Chapter 4. Data Storage for Analysis: Relational Databases, Big Data, and Other Options
This chapter focuses on the mechanics of storing data for traffic analysis. Data storage points to the basic problem in information security analysis: information security events are scattered in a vast number of innocuous logfiles, and effective security analysis requires the ability to process large volumes of data quickly.
There are a number of different approaches available for facilitating rapid data access, the major choices being flat files, traditional databases, and the emergent NoSQL paradigm. Each of these designs offers different strengths and weaknesses based on the structure of the data stored and the skills of the analysts involved.
Flat file systems record data on disk and are accessed directly by analysts, usually using simple parsing tools. Most log systems create flat file data by default: after producing some fixed number of records, they close a file and open up a new file. Flat files are simple to read and analyze, but lack any particular tools for providing optimized access.
Database systems such as Oracle and Postgres are the bedrock of enterprise computing. They use well-defined interface languages, you can find system administrators and maintainers with ease, and they can be configured to provide extremely stable and scalable solutions. At the same time, they are not designed to deal with log data; the data we discuss in this book has a number of features that ensure that much of the power of a relational database will go unused.

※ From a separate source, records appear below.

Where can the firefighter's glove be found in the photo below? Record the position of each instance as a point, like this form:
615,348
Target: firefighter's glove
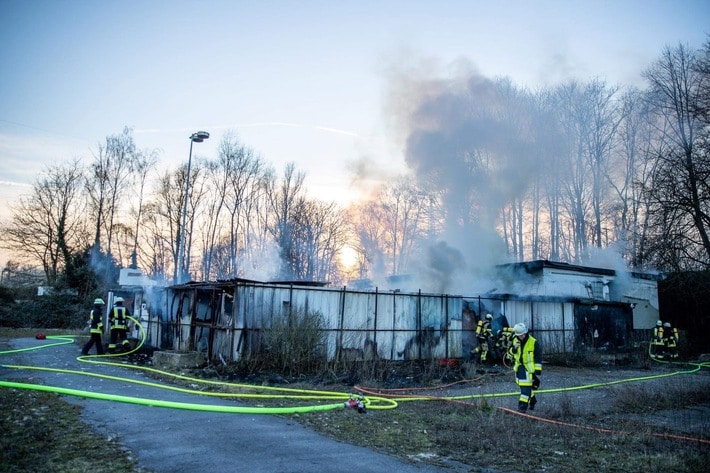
536,382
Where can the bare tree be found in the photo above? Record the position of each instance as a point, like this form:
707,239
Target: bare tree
236,177
48,225
283,197
145,162
682,181
108,180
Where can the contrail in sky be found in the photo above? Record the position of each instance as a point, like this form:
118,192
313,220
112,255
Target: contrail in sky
253,125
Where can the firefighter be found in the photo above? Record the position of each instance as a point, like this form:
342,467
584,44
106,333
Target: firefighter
503,343
96,328
657,344
484,335
118,321
527,353
670,340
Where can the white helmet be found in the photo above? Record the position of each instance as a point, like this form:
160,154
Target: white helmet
520,329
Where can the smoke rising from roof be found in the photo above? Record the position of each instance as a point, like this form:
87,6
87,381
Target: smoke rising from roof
467,139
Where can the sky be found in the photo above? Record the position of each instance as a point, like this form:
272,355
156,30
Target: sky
297,81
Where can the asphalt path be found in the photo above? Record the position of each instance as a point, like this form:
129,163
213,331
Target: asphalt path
176,440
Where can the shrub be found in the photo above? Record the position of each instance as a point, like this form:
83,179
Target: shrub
295,344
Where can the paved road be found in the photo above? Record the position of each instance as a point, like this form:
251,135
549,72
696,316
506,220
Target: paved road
177,441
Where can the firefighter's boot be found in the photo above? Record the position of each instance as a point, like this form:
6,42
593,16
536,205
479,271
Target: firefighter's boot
531,405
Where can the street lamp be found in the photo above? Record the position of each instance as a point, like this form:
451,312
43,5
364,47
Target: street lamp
197,137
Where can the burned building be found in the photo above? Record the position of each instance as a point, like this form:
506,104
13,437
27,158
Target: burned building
568,308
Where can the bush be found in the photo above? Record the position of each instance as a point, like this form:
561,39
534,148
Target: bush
295,344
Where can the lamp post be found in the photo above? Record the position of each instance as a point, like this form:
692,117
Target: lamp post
197,137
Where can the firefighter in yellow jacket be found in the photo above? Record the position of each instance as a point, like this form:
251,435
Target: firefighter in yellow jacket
484,336
118,322
527,353
657,344
670,340
96,328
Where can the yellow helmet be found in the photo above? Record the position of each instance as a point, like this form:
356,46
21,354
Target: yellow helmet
520,329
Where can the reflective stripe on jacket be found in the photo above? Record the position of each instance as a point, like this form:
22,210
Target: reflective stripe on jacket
118,317
528,354
95,322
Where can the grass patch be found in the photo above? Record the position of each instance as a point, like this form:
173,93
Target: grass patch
40,432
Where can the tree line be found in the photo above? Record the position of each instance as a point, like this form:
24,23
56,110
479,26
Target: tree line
548,174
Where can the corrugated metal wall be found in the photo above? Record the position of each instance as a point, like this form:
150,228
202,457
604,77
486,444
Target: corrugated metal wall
226,320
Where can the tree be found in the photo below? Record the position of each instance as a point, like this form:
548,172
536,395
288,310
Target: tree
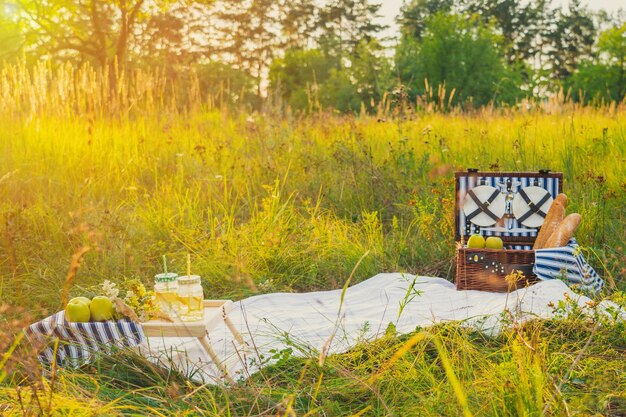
519,23
604,78
414,16
98,31
460,54
570,39
299,21
249,35
297,76
613,43
345,23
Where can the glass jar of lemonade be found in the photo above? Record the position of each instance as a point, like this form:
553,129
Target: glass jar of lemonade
190,298
166,293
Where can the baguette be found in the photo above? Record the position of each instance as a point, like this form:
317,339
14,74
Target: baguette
551,222
564,232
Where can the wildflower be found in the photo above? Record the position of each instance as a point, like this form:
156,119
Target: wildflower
110,289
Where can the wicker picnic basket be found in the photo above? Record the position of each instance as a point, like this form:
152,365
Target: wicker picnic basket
510,205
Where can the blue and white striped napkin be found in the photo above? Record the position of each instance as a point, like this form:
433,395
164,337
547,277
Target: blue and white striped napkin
567,263
79,343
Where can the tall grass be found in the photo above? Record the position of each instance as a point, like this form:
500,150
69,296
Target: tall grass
269,203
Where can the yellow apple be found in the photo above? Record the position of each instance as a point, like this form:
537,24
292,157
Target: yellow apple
494,242
81,299
101,308
476,242
77,311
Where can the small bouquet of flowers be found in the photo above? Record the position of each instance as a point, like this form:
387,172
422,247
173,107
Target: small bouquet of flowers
137,303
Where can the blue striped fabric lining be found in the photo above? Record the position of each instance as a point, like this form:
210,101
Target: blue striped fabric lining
567,263
80,342
466,183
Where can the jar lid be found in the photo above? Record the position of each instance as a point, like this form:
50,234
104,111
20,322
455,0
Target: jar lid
169,277
189,279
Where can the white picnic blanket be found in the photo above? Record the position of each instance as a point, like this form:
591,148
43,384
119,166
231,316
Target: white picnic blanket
305,322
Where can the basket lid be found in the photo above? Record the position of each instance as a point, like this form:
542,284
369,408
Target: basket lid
511,205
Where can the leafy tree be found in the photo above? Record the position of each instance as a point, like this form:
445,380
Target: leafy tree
249,35
345,23
612,42
414,16
299,20
461,54
98,31
298,75
570,39
604,78
520,24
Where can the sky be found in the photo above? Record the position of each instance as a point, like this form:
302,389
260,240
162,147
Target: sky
391,8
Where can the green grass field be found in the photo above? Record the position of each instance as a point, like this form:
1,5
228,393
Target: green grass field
268,203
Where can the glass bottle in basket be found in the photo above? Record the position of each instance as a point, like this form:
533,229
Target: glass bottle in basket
166,293
190,297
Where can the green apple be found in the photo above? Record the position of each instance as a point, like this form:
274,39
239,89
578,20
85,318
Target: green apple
101,308
77,311
494,242
476,242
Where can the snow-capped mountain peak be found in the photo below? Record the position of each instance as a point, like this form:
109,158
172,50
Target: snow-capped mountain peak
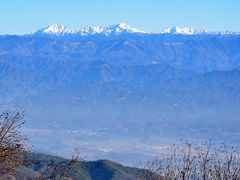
55,29
60,30
185,30
123,28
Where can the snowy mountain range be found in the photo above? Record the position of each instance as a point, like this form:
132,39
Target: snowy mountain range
121,87
118,29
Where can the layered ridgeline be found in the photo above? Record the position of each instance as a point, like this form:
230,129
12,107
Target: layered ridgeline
116,90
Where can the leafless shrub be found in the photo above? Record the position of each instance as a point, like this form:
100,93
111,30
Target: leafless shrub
196,161
12,143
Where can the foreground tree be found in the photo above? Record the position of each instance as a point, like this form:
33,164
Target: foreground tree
196,161
14,150
12,143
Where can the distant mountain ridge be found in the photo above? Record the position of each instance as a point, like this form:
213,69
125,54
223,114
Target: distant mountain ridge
121,92
119,29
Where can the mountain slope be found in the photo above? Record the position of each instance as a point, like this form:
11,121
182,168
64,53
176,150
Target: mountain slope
90,170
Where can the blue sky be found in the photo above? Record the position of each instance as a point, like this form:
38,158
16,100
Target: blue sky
24,16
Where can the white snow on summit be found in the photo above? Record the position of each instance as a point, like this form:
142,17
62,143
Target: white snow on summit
117,29
178,30
120,29
56,29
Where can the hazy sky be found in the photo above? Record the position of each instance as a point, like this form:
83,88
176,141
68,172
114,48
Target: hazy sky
24,16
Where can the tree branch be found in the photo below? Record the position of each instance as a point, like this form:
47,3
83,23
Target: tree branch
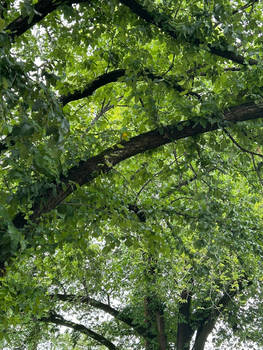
163,22
58,320
106,308
102,163
209,321
88,170
184,329
99,82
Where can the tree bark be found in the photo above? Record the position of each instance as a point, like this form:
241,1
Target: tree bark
184,328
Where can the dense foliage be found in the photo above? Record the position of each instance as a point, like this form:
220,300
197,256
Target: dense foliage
131,174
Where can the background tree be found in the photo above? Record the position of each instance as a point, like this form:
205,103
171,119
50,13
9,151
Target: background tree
130,173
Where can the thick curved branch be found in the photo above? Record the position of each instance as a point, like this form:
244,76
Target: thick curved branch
102,163
101,81
39,11
60,321
163,22
106,308
112,77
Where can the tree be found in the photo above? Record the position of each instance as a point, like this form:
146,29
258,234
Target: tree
131,173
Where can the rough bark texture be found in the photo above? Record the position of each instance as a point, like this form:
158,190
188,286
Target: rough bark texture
184,328
58,320
142,331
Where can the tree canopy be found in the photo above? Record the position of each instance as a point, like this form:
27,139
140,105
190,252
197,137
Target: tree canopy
131,174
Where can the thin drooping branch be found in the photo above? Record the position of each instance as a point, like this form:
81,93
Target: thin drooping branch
60,321
163,22
106,308
39,11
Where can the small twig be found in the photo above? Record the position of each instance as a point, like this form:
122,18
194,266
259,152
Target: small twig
150,180
170,67
256,168
239,146
250,3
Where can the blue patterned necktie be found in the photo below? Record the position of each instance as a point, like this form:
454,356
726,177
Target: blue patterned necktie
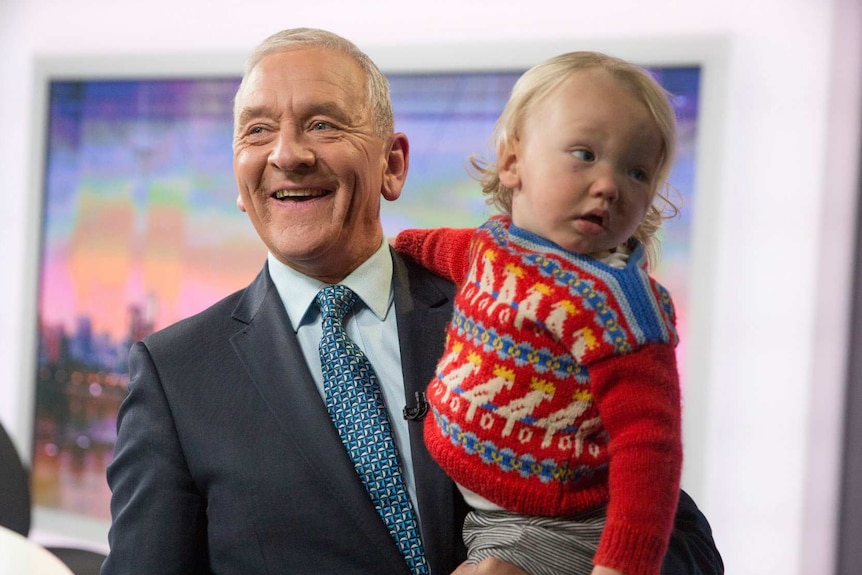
356,407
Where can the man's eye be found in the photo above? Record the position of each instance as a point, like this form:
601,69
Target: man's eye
584,155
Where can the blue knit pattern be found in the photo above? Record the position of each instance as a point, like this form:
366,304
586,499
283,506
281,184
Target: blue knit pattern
355,404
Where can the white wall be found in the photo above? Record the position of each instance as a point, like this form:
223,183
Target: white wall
772,279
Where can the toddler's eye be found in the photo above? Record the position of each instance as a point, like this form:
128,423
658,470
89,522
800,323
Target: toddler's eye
584,155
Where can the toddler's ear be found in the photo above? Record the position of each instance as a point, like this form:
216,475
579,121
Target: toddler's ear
508,165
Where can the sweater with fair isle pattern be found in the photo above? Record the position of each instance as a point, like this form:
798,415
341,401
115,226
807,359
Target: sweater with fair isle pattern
558,390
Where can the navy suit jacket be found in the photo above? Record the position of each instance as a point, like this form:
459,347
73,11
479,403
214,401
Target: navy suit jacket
226,460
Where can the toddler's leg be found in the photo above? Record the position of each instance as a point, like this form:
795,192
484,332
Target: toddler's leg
538,545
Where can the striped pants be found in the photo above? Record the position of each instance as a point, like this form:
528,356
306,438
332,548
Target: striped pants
538,545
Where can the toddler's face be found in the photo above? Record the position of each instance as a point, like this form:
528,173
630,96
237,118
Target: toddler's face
584,164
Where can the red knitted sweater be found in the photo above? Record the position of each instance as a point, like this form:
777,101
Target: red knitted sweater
558,391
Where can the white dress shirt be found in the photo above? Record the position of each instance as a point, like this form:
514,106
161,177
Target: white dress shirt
372,326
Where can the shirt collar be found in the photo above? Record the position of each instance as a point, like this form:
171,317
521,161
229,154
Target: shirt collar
371,281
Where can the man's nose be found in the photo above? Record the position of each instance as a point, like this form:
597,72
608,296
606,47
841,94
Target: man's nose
292,151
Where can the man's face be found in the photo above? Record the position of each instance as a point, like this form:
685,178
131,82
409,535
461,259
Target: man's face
308,164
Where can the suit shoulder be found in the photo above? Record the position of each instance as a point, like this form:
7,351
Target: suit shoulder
216,321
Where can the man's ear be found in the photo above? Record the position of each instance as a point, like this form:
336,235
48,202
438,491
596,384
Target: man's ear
508,164
397,163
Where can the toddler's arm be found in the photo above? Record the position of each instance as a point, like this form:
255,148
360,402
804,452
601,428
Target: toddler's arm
444,251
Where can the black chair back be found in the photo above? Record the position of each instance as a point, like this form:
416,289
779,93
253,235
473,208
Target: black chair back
15,510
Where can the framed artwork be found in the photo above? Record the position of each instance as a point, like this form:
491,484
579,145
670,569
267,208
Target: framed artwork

Finally, there are the emerging technologies loosely grouped under “NoSQL” and “big data.” These include distributed platforms such as Hadoop, databases like MongoDB and Monet, and specialized tools like Redis and Apache SOLR. These tools are capable, with the right hardware infrastructure, of providing extremely powerful and reliable distributed query tools. However, they require heavy duty programming and system administration skills as well as a significant hardware commitment.
Analysis involves returning to the well multiple times—when working on a problem, analysts will go back to the main data repository and pull related data. The data they choose will be a function of the data they’ve already chosen as patterns become apparent and questions start taking shape (see Chapter 10 for this workflow in more depth). For this reason, efficient data access is a critical engineering effort; the time to access data directly impacts the number of queries an analyst can make, and that concretely impacts the type of analyses they will do.
Choosing the right data system is a function of the volume of data stored, the type of data stored, and the population that’s going to analyze it. There is no single right choice, and depending on the combination of queries expected and data stored, each of these strategies can be the best.
Log Data and the CRUD Paradigm
The CRUD (create, read, update, and delete) paradigm describes the basic operations expected of a persistent storage system. Relational database management systems (RDBMS), the most prevalent form of persistent storage, expect that users will regularly and asynchronously update existing contents. Relational databases are primarily designed for data integrity, not performance.
Ensuring data integrity requires a significant amount of the system’s resources. Databases use a number of different mechanisms to enforce integrity, including additional processing and metadata on each row. These features are necessary for the type of data that RDBMSes were designed for. That data is not log data.
This difference is shown in Figure 4-1. In RDBMSes, users add and query data from a system constantly, and the system spends resources on tracking these interactions. Log data does not change, however; once an event has occurred, it is never updated. This changes the data flow as shown in the figure on the right. In log collection systems, the only things that write to disk are the sensors; users only read from disk.
This separation of duties between users and sensors means that, when working with log data, the integrity mechanisms used by databases are wasted. For log data, a properly designed flat file collection system will often be just as fast as a relational database.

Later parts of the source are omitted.